Timing, as with all dance, is everything. It doesn't help that my left foot is retarded about turns; in one of the integral step combinations my left foot wants to swing forward and to the right, when instead it must swing back and to the left, which would set me up for the right side hip shimmy, and from there a step combo leading off on the right foot. Silly damned left foot, all class long, turned me the wrong way. My instructor laughed at me and said it was the same problem she had, and she said she had a complex about the complex steps. She promised me if I practice I'll get it. I think if I chop off my left foot then maybe I'll get it.
Walked with R and Jesi to R's little cubby hole apartment, where we sat on the floor of her kitchen because she doesn't have any furniture other than a small desk and a bed roll on the floor in her bedroom, which is smaller than the kitchen. R and Jesi discussed snuggle buddies and how great it is to curl up with a man in bed and have reached mutual agreement to not have sex because it changes everything, and how sure the guys probably want to have sex and surprise surprise the girls do, too, but such an act changes the intimacy of being snuggle buddies. I had no comment on the issue. It made me shrug. I did feel like telling them that marriage means their snuggle buddies will also be their lovers and their best friends. But I'm just an old married lady, what the hell do I know. I collected sweet sweaty girl hugs and headed home to my own snuggle buddy with Sa'idi music in my head.
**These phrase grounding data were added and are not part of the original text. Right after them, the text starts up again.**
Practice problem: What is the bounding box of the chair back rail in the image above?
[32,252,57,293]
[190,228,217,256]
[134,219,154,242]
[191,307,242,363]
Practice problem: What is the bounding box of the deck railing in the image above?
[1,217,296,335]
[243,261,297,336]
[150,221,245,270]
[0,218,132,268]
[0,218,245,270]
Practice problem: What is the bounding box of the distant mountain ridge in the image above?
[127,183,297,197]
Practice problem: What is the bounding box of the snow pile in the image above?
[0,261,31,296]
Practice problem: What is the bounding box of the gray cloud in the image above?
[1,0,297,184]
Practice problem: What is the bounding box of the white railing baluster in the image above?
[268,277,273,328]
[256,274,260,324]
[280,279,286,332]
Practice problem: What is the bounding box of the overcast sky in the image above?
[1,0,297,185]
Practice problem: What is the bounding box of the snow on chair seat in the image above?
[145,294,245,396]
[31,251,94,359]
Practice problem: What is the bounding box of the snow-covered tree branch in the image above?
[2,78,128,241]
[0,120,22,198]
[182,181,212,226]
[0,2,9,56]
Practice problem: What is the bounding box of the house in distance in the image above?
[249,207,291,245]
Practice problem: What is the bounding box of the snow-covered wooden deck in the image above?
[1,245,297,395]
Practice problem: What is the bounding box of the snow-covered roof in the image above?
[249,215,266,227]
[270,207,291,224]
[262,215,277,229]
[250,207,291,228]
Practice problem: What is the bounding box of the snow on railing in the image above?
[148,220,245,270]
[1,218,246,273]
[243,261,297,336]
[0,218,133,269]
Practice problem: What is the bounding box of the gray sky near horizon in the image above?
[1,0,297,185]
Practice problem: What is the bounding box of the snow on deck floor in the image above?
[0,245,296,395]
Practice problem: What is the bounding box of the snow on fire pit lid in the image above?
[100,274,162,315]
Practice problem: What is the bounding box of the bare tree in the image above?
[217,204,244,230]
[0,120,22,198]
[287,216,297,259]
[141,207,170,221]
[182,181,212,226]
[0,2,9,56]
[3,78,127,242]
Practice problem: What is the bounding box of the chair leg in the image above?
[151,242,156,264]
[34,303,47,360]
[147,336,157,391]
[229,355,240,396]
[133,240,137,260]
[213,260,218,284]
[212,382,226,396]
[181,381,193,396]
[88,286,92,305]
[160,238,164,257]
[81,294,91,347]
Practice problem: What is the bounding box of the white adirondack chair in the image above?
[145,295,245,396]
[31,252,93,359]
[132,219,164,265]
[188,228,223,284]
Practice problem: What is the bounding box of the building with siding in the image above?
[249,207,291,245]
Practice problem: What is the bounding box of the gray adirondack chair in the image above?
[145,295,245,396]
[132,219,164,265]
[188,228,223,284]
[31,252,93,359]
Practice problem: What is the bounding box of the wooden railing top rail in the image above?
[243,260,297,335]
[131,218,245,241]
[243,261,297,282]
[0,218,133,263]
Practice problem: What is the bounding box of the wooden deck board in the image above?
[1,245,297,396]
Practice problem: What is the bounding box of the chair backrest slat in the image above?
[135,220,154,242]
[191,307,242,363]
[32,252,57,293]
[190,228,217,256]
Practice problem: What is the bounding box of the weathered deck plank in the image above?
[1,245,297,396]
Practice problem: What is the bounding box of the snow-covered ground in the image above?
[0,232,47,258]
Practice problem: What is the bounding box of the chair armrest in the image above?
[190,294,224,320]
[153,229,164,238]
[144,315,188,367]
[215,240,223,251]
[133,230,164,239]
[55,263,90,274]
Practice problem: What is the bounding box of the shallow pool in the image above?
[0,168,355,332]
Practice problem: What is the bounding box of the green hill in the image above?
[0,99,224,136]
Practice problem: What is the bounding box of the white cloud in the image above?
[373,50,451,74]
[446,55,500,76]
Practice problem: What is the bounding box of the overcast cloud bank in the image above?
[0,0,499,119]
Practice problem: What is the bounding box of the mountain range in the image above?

When I arrived home, S was listening to Peter Tosh on the stereo he had set up while I was in class. Part of the components had been down at the coffeehouse, and our sole source of music for years has been a little radio cd-player. This is a very nice stereo, and he set the teak-framed Pioneer weighs-a-ton 40-years-old turntable up on a small antique craftsman-style oak table. The speakers are also Pioneer, and were part of the same stereo set my Dad had bought in Japan when he was on leave during his time in the Navy. All in excellent condition, well-loved and cared-for, well polished. Not many bells and whistles and lights on this old stereo but I prefer that, it sure sounds great, and now S can play all his old record albums from when he was in high school, many moons ago.
Like Peter Tosh, The Clash, Souixse and the Banshees, Bob Dylan, Elvis Costello, The Damned, and... Linda Ronstadt? What's this doing in here? Did you buy this? Which one of these things is not like the other...? Not like I have any room to talk. I am not going to share the information of my Linda Ronstadt equivalent with anyone.
Before bed we clinked whisky glasses and listened to an old bellydancing album he had purchased recently in anticipation of getting the stereo set up. The first song is called "Ouzo," like the Greek anise drink that will knock you on your ass. Come on over here, I said, and snuggle with me.